His arguably most divisive moment came in 1987 over his involvement in the case of Tawana Brawley, an African-American teen-ager who claimed to have been abducted and raped by a group of white men. In a case filled with allegations of racist abuse, Sharpton took up her cause. Months later, a New York state grand jury found that the entire story was fabricated by the teen.
Looking back, Sharpton recalls what motivated him.
"I just got up every morning ready for a fight," he said, sitting in his corner office near Times Square. "It was easy - nothing to figure out."

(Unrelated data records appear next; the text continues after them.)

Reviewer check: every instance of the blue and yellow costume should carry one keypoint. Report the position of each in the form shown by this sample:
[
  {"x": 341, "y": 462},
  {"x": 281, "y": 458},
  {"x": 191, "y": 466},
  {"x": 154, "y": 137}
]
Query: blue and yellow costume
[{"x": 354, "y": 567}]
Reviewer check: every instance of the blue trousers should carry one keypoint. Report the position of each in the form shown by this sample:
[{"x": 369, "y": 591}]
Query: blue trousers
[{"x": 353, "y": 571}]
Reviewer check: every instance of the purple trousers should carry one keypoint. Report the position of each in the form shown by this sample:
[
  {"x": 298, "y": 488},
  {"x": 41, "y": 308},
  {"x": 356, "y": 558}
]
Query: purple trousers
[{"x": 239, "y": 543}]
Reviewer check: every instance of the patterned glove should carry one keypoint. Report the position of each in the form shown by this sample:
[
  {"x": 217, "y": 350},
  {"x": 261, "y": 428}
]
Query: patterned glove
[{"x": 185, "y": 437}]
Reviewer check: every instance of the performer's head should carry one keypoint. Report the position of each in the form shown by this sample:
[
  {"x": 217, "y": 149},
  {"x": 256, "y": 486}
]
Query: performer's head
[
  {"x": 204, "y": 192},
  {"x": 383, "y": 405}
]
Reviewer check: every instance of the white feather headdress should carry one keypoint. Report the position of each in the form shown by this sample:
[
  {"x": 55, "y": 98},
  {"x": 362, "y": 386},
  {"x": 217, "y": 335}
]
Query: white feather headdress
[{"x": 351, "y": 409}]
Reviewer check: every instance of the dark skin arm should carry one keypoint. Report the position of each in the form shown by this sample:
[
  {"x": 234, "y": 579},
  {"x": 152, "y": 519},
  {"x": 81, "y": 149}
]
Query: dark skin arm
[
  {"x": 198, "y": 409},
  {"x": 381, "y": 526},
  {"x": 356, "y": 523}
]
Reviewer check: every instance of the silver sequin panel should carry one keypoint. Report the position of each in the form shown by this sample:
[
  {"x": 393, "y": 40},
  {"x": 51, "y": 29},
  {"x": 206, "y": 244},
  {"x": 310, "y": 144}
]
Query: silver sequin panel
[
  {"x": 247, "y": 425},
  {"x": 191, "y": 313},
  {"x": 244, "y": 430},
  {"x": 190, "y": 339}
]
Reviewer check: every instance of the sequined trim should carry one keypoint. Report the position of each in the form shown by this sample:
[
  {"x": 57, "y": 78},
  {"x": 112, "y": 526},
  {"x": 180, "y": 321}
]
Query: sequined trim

Now, at 59, the civil rights activist has evolved into a gray-haired elder, a role that afforded him the second-best seat in the room during the recent roundtable, alongside a mayor with whom he has been friendly for years.
Absent an obvious foil, Sharpton now must determine how to adjust the adversarial tactics that had served him in the past.
"Al Sharpton's values have been institutionalized by the mayor and the police commissioner," Bruce Berg, a political sciences professor at Fordham University, said.
De Blasio, for his part, has had to figure out how to adapt his unfettered campaign rhetoric against the police's use of stop-and-frisk tactics, seen as unfair harassment of young black men. With restraints of office, the mayor cannot alienate the force he now commands.
Last month's roundtable to discuss the death of Eric Garner on Staten Island provided evidence that Sharpton hasn't lost his bite.
In a propulsive voice honed in the pulpit, Sharpton decried the "broken windows" philosophy of policing espoused by Bratton, which holds that going after petty infractions like turnstile-jumping in subway stations or selling loose cigarettes can keep more serious crime at bay.
Sharpton told the mayor, seated to his immediate right, and Bratton that he would become their "worst enemy" if the police was not reformed, as the pair listened with gnomic expressions.
He then invoked de Blasio's biracial son, Dante, saying the teenager would be "a candidate" for a police frisking if he was not the mayor's son - a point that de Blasio himself made while campaigning last year.
There was uproar, at least in some corners. The New York Post slapped it on the next day's front page under the headline "Who's The Boss!" and witheringly calling Sharpton the self-appointed police commissioner.
De Blasio said he was not afraid of strong opinions. "That is part of what the democratic process is about," he said after Sharpton had spoken. "It should never be feared, it should never be held back."
Sharpton is dismissive of the commotion.
"Nobody says that what I said was wrong," he said. "They're just saying I shouldn't have said it."
Every recent New York mayor has had an inevitable and telling encounter with Sharpton.
Giuliani, who was mayor when police killed Amadou Diallo, an unarmed black man, in a hail of 41 bullets in 1999, would not even have Sharpton inside City Hall. Indeed, Giuliani called de Blasio's invite a "big mistake" in a recent radio interview.
By 2006, when Sean Bell, another unarmed black man, was shot at by police 50 times hours before his wedding, Bloomberg was mayor. In response to Bell's death, Bloomberg held a City Hall roundtable with community leaders that was remarkably similar to de Blasio's.
But at no point was Sharpton given free rein to tell Bloomberg what he thought while television cameras rolled: that happened behind closed doors, or on the steps of City Hall with Bloomberg nowhere in the frame.
Still, Sharpton says he has no intention of giving de Blasio an easy ride.
"While he is mastering his job, don't blame me that 30 years ago I figured out mine," he said. "I think that the only way that he's undercut is if he doesn't do what he says."